The frequency of state Motion Picture Division cuts declined after Hollywood set up its own self-censoring body, the Motion Picture Producers and Distributors of America --- commonly known as "the Association." At first ineffectual, the group cracked down in 1934 when a more stringent Hollywood Production Code was adopted.

Thereafter, most films carrying the code's approval were quickly licensed in New York. There were exceptions: The notorious Czech film from 1933, "Ecstasy," starring Hedy Lamarr, was licensed in 1940 only after 14 court actions and major changes in the film's content.
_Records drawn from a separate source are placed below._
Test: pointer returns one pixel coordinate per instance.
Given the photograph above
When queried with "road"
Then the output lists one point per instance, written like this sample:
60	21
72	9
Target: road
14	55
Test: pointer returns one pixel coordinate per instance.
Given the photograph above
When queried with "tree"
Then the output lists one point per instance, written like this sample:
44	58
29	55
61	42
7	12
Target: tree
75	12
Andress, who indexed the case files 15 years ago, said the Motion Picture Division in 1928 ordered cuts in 448 films; in 1944, 90 films; and in 1957, 44 films.

By the 1950s, directors and producers were increasingly emboldened to challenge the division's authority. For instance, the file for "The Man With the Golden Arm," directed in 1955 by Otto Preminger, is especially thick with contention.
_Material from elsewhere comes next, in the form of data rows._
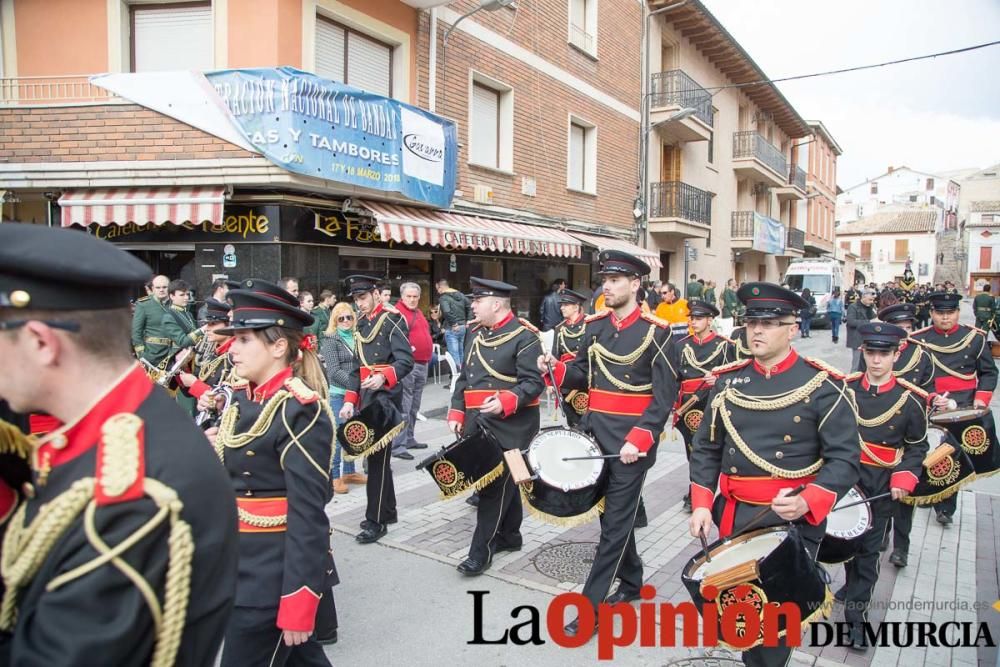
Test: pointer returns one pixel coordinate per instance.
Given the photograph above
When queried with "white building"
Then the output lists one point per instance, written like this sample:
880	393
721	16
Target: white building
886	240
900	186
Starring Frank Sinatra as junkie Frankie Machine and based on the Nelson Algren novel, the film was the first Hollywood feature to depict narcotics addiction with anything like candor. Protracted disputes between Preminger and the Censors resulted in the excision of a brief scene showing "the putting of water drops via an eye dropper into the spoon and the heating of the spoon" --- pretty tame fare by today`s standards.
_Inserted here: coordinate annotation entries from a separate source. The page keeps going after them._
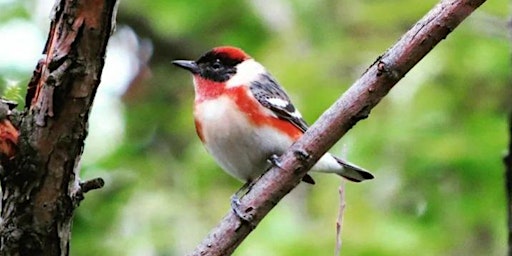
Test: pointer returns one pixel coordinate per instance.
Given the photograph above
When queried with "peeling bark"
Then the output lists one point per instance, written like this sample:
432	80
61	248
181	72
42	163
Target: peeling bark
40	185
The Motion Picture Division consigned especially provocative films to "special case files," arranged by subject: abortion ("Chained Girls"), birth control, burlesque, childbirth, immorality and perversion (including Ed Wood's camp classic, "Glen or Glenda"), narcotics, nudity and social hygiene ("Damaged Goods," "Are You Fit to Marry?").

Among the last films reviewed by the division, in April 1965, was "Madame Olga's Massage Parlor." The reviewer, Maurice V. Tofami, snidely referred to it as "this seven-reel cinematic opus," and ordered 309 of its 6,030 feet excised.

In his report, Tofami objected to repeated shots of bare breasts and "occasional views of some of the girls in which their buttocks can be discerned through sleazy panties."

Also on file are reports from Motion Picture Division inspectors (often retired or off duty police officers), who visited theaters to verify compliance. On April 2, 1965, for instance, an inspector named John Bartnick visited the Leland Theatre in Albany.

Three features, all lacking the division seal, were being shown: "Warm Nights and Hot Pleasures," "The Weird Lovers" and "Moroccan Rivieras." After detailing objectionable scenes in the films, Bartnick issued the theater a summons. Whether the films were shown that night remains unclear.

Official state censorship ended in 1965, when the U.S. Supreme Court reversed a Maryland ban on a Danish film, "A Stranger Knocks," and ordered changes in the appeals process of all state film censoring boards. When New York's Legislature failed to enact the necessary changes in the law, the Board of Regents discontinued the Motion Picture Division, effective Sept. 30, 1965.

Originally, the film archives, including scripts, were slated for disposal. However, the division's last director, the aptly named Hugh Flick, insisted that the records be turned over to the State Library. They remained in an Albany warehouse until 1978, when they were transferred to the State Museum.

The Motion Picture Division's legacy lives on at the State Archives. Evans and Andress receive 30 to 40 calls a week regarding the film collection --- mostly from video distributors seeking scripts for foreign-language dubbing. A Kuwaiti, for instance, recently sought everything starring Gene Autry.

They also deal with film scholars, such as the one from California who recently wanted to verify the titles in an early Frank Capra picture, "Matinee Idol."

"The Public doesn't know about this stuff, but people in the industry do. It's mostly our little secret and I love it," Evans said.